It's time to can spam

By Matt Hicks, eWEEK
01 May 2001 12:16 PM
Tags: spam, email, opt, send, intuit, message, delete
Enough with the delete key already. Let's make spammers think twice before hitting "send" on that hot email offer.

For me, any given day starts with an electronic invasion from marketers. The subject lines of their emails read like National Enquirer headlines: "STOCK ALERTS!" "Happiness Herbs" "Alternative to Viagra." Translated another way: "greed," "drugs" and "sex."

Spam in its worst incarnations appeals to our basest interests, which, thankfully, makes it easy to recognize without even opening.

Delete. Delete. Delete.

It sounds like an easy enough process, but why does the burden to prevent spam lie with consumers like me and not with the marketers profiting from it? I never inquired about hot stock tips, the latest herbs that send you flying high or sexual enhancers.

And when these messages first started flowing into my work email account, I was offended. What if I were unlucky enough to work at a company that monitored all my emails and decided these were an inappropriate use of company resources? I would face the burden of explaining their presence.

Quite frankly, I have no idea why I receive spam at work. My best guess is that one of the dozens of tech conferences I've attended has sold my information to mass marketing lists.

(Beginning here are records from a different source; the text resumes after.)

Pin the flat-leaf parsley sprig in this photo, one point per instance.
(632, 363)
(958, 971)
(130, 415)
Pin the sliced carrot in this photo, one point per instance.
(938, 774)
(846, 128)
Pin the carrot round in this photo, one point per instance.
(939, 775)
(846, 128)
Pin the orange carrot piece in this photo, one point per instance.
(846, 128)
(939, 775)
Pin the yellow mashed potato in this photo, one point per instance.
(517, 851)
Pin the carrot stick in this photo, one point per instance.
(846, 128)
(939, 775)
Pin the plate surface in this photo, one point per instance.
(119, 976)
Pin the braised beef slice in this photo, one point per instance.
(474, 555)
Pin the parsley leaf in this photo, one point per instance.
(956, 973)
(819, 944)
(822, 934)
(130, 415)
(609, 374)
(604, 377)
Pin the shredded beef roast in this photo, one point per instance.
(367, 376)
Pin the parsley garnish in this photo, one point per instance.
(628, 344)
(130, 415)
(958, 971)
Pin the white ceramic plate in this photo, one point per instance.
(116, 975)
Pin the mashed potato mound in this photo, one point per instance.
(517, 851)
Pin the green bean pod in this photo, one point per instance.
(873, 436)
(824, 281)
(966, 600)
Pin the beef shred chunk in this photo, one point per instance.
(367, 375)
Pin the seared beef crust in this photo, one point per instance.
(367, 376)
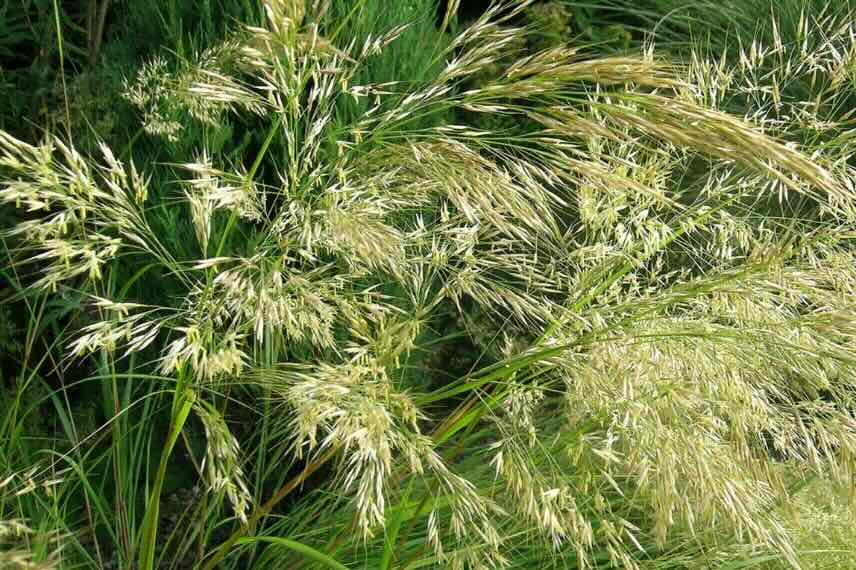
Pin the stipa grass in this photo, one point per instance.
(668, 359)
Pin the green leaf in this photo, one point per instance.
(307, 551)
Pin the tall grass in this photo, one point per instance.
(651, 264)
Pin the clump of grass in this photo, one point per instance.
(676, 333)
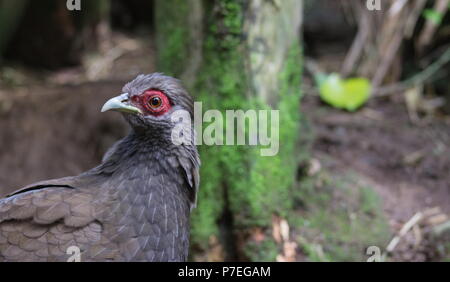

None of that should matter, though. There's no good reason for spamming. It should be outlawed outright. Congressional efforts, in addition to state ones, are under way to limit spam. The US Senate began hearings this week on a bill that, among other things, would require those sending commercial emails to include a working return address and a way to opt out of future mailings.

That sounds reasonable, but it doesn't go far enough. Why should I--or anyone else--have to police the spammers? The email shouldn't be sent unless requested.

Sending the wrong message.

A law predicated on enforcing opt-out provisions sends a message to marketers that it's OK to send unwanted emails in the first place. Instead, any new anti-spamming law should require that companies and individuals only send commercial emails when the recipients have agreed to accept them--whether by checking a box on a Web form or requesting information through some other channel.

Spammers don't need any more encouragement or protection. They're already combing posts on Newsgroups, using bots to grab email addresses off online auctions and portal-site personal profiles, and buying lists from e-commerce companies, according to David Ferris, president of Ferris Research, in San Francisco.

Today their juvenile missives may number only a couple a day for most people. But Ferris predicts a day soon, maybe by 2005, when spam emails will far outnumber legitimate ones. I'm sure this phenomenon is already the case for some consumers, who may have been fooled by the convoluted opt-in/opt-out process of even the most legitimate Web businesses.

The problem extends far beyond purveyors of mysterious herbal remedies. Some of the country's largest companies seem more than happy to confuse consumers into agreeing to accept their email marketing messages--and to have their names provided to others.

I learned that spamming dangers lurk even when you're trying to do something like file taxes online. I used Intuit's TurboTax on the Web to file my 2000 return. In the process of signing up, I noticed one line highlighted as a link that read, "Change my privacy preferences."

Being curious, I clicked. Another window popped up requiring me to input my personal information all over again in order to opt-out of receiving Intuit's promotions not only by email but by mail and phone.

Intuit's tactic isn't uncommon. By fooling consumers into agreeing to accept their marketing messages, they can claim to be innocent of spam.

Even when an opt-out message is clear, it doesn't always work--at least quickly. My employer, eWEEK, is a perfect example. When the publication started a series of online newsletters recently, I and other writers received angry emails from readers who couldn't unsubscribe to the newsletters. The problem, apparently, lies in getting an outside newsletter provider to efficiently process opt-out requests.

The time has come for the burden to shift. Enough of the delete key. Make spammers think twice before hitting send on that "hot" email offer.